İstanbul’un yeni metro hatlarına ihtiyacı olduğunun altını çizen İmamoğlu, bu kapsamda hazırladıkları projelerden örnekler verdi. “Bunlara engellemeleri, şunları bunları anlatarak değil, işimizi anlatarak halkımıza yüzümüzü dönme çabası içerisindeyiz” diyen İmamoğlu, yüzlerini, yakın tarihin ilham verici özel anlarına ve insanlarına döndüklerine dikkat çekti. Behiç Erkin’in de bu isimlerden biri olduğunu vurgulayan İmamoğlu, “100’ncü yılına umutla, heyecanla yürüdüğümüz güzel Cumhuriyet’imizin işte böyle vicdan sahibi isimlerin, gerçek yurtseverlerin emeklerinin üzerinde durduğunu hiçbir zaman unutmayacağız. Kurtuluş Savaşı'ndan sonrasında kalkınma ve aydınlanma mücadelesinde gerçekten ismini bildiğimiz ve bilmediğimiz, ama her birinin gönlümüzde ayrı bir yeri olan nice kahramanlarımızın emeklerinin üzerinde yükseliyor güzel Cumhuriyet. O bakımdan Gazi Mustafa Kemal Atatürk'ün o eşsiz mücadelesini saygıyla, minnetle anıyor ve onun hem silah arkadaşlarını hem Behiç Erkin gibi kıymetli yol arkadaşlarını da hepinizin huzurunda minnetle anıyor ve onların önünde saygıyla eğiliyoruz” dedi.

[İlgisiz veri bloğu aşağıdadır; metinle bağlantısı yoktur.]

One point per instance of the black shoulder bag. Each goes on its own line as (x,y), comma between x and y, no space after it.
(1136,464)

'İsim verirken; birine yaranmak için değil, gelecek nesillere örnek olması için tabelayı asmalısınız'

“Açıkçası; isim verirken, bin düşünüp bir kere o tabelayı asmalısınız” diyen İmamoğlu, “Bu işler, kolay işler değil. İsim verirken; birine yaranmak için değil, gelecek nesillere örnek olması için tabelayı asmalısınız. İsim verirken; bugünü kurtarmak için değil, yarınlara sağlıklı, tarihi bilgilerin köprülerini kurmak için o tabelaları asmalısınız. Aksi takdirde bir bakmışsınız, birkaç sene sonra o tabelaları indirmek zorunda kalırsınız. Bunu tarihimizin yakın sayfalarında görmeniz mümkün. O bakımdan bunun da hassas bir konu olduğunu, burada arkadaşlarımızın önümüze bu ismi getirdiğinde ne kadar özel bir görev yaptığımızı, ne kadar güzel bir iş yaptığımızı ve ne kadar doğru bir karar verdiğimizi de hep beraber yaşamış olduk” ifadelerini kullandı.

'Deprem uyarısı: Oturalım konuşalım; biz hazırız'

Konuşmasında, bu sabaha karşı yaşanan 6.0 büyüklüğündeki Düzce merkezli depreme de dikkati çeken İmamoğlu, şunları söyledi:

“Bugünü yarını yok. ‘Efendim 2023’te seçim olacak; kim gelecek?’ Gelecek olan belli de... Ama mesele o değil, mesele bugünden o masayı bile konuşabilmek ve kurabilmekte. Deprem; yarın talimat gelsin, kalkalım hep beraber Ankara'ya. Oturalım konuşalım. Biz, hazırız. Bu konuda hiç yüksünmeyiz, geri durmayız. Sabah 4’ü 8 geçe ayağa kalktım. Arkadaşlarımla beraber telefonun ucunda meseleyi takip ederken AKOM üzerinden; ‘Acaba bir kaybımız var mı? Acaba bir şey olacak mı’ diye ürkmekten, korkmaktan inanın gerginliğimizle sabahı bulduk. O bakımdan sizlerden istirhamımız, isteğimiz; lütfen bütün kamuoyu olarak, bu sürece duyarlı olmak ve bu sürecin çözümünün hepimizde olduğunu unutmamak. Yani ‘Tek başına ben çözeceğim’ diyorsa bir bakanlık; yok, çözemezsin kardeşim. Çözemedin zaten. ‘Tek başına Büyükşehir Belediyesi ben çözeceğim’ diyorsa; çözemezsin kardeşim. Büyük bir mesele çünkü. Rakamları söylemiyorum yani. Bugün İstanbul'da 150 bine yakın, acilen ele alınması gereken bina var. Daire demiyorum; bina var. Bunlar ölçülmüş, edilmiş işler. Kesinlikle sağduyulu olacağız her konuda. Umutlu olacağız. Akıldan ve bilimden uzaklaşmayacağız. Liyakatli ekiplerle süreci yöneteceğiz. Ve bu tür işleri hep birlikte cesaretle birlikte başaracağız. Cesaretin ve iyimserliğin önünde hiçbir şey duramaz. Hep beraber başaracağız. Çok güzel günleri, hep birlikte göreceğiz.”